Jeanne graduated with distinction for her Master in European Studies at King’s College London, after spending the final semester at the Humboldt University in Berlin. She also holds a first-class Bachelor’s degree in English Language and Culture from the Radboud University Nijmegen. For her Master’s thesis, she conducted semi-structured interviews with young, male Afghan asylum seekers in Berlin, focussing on their displacement experience and views on German culture and gender relations. Previously, she has volunteered for the Boat Refugee Foundation in Lesvos, where she coordinated an Afghan women’s support group.

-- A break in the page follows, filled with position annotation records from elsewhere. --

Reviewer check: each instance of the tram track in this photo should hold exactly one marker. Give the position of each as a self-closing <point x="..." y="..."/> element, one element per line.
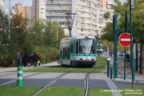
<point x="50" y="84"/>
<point x="14" y="80"/>
<point x="86" y="82"/>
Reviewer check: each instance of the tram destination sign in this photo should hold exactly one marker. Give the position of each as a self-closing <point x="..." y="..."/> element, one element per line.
<point x="124" y="39"/>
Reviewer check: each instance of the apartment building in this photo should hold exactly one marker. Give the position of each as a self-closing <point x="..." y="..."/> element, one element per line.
<point x="20" y="9"/>
<point x="2" y="4"/>
<point x="89" y="19"/>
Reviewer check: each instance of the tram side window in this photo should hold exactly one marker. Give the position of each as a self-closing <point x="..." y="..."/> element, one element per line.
<point x="71" y="48"/>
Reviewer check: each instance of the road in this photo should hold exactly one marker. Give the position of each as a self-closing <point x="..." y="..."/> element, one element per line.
<point x="96" y="80"/>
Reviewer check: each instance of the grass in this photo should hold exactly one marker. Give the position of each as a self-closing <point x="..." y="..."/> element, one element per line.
<point x="99" y="92"/>
<point x="99" y="67"/>
<point x="136" y="91"/>
<point x="62" y="91"/>
<point x="16" y="91"/>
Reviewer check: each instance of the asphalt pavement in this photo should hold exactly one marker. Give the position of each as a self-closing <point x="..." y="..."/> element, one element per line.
<point x="96" y="80"/>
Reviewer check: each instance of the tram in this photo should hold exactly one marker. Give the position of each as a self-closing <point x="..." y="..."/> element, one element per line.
<point x="100" y="48"/>
<point x="78" y="51"/>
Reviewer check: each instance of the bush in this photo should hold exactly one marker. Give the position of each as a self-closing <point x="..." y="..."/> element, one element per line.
<point x="48" y="54"/>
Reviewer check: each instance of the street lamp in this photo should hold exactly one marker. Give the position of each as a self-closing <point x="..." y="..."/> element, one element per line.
<point x="70" y="20"/>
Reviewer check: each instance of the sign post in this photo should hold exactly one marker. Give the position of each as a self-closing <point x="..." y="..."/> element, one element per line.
<point x="124" y="39"/>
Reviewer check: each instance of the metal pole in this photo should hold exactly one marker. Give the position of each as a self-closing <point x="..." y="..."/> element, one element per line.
<point x="70" y="32"/>
<point x="140" y="59"/>
<point x="126" y="30"/>
<point x="108" y="50"/>
<point x="115" y="45"/>
<point x="137" y="57"/>
<point x="57" y="30"/>
<point x="108" y="67"/>
<point x="132" y="64"/>
<point x="9" y="22"/>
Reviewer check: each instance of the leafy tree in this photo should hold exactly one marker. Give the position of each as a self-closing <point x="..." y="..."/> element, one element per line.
<point x="138" y="21"/>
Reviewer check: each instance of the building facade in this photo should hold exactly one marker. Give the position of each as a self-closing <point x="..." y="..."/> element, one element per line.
<point x="88" y="21"/>
<point x="21" y="10"/>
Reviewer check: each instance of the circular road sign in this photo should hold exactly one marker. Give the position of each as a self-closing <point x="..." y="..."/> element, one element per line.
<point x="124" y="39"/>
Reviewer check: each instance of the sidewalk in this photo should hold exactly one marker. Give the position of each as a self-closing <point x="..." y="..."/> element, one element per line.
<point x="138" y="77"/>
<point x="15" y="68"/>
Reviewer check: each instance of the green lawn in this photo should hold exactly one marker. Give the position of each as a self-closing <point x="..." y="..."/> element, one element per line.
<point x="99" y="67"/>
<point x="99" y="92"/>
<point x="136" y="91"/>
<point x="16" y="91"/>
<point x="62" y="91"/>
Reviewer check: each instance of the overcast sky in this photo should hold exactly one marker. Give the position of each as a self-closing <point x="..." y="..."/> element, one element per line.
<point x="29" y="2"/>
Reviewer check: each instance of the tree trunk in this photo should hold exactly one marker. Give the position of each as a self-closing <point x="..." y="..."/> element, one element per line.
<point x="140" y="63"/>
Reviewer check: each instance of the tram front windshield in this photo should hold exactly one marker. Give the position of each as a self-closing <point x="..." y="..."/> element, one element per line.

Next to that, she contributed as a research assistant to a human-rights think tank in Malta and completed a training on refugee inclusion in Southern Italy. Her main research interests lie in social coherence, the power dynamics between majority and minority populations, and the gendered aspects of forced migration.

Akram Yacob MA

Akram Yacob graduated from the Hertie School of Governance with a Master in Public Policy. After spending 6 months at the United Nations Volunteers in Bonn, he wrote his thesis on the topic of improving social media stakeholder engagement using Big Data, Machine Learning and Artificial Intelligence. Prior to that, he graduated from the Singapore Management University with a Bachelor of Social Science, majoring in Sociology and Corporate Communication. Over the years, his research interests have gravitated towards technology, urbanization and development.

Born and raised in Singapore, he worked for several years in the government in Singapore. Additionally, he has been part of several start-ups from public-service platforms to decentralized AI platforms. He loves animals and has spent time volunteering with the Animal Concerns Research and Education Society (Singapore) and the Animal Care Center of NYC (ACC).

Jada Lindblom MA

Michael Häfelinger MA

Mafalda Sandrini MA

Mafalda is currently doing her PhD at the Free University in Berlin under the Organizational Communication Division of the Institute for Media and Communication Studies. While studying her master in Media and Communication Management at Macromedia University of Applied Sciences, Mafalda worked on the research project The Moving Networked, developed by the BoP – Board of Participation Association and the Allianz Kulturstiftung, aimed at creating intercultural bridges between the refugee and local community by implementing lectures and workshops in refugee camps and other facilities. In her dissertation Mafalda is deepening the approach by adopting a meso perspective in order to investigate how organizations are connected within the networked public sphere by adopting social network analysis. Particularly, she is interested in examining the relationships between governmental organizations, NGOs and organizations funded by refugees, in Berlin, in order to gather a holistic picture of relationships’ patterns and their structure.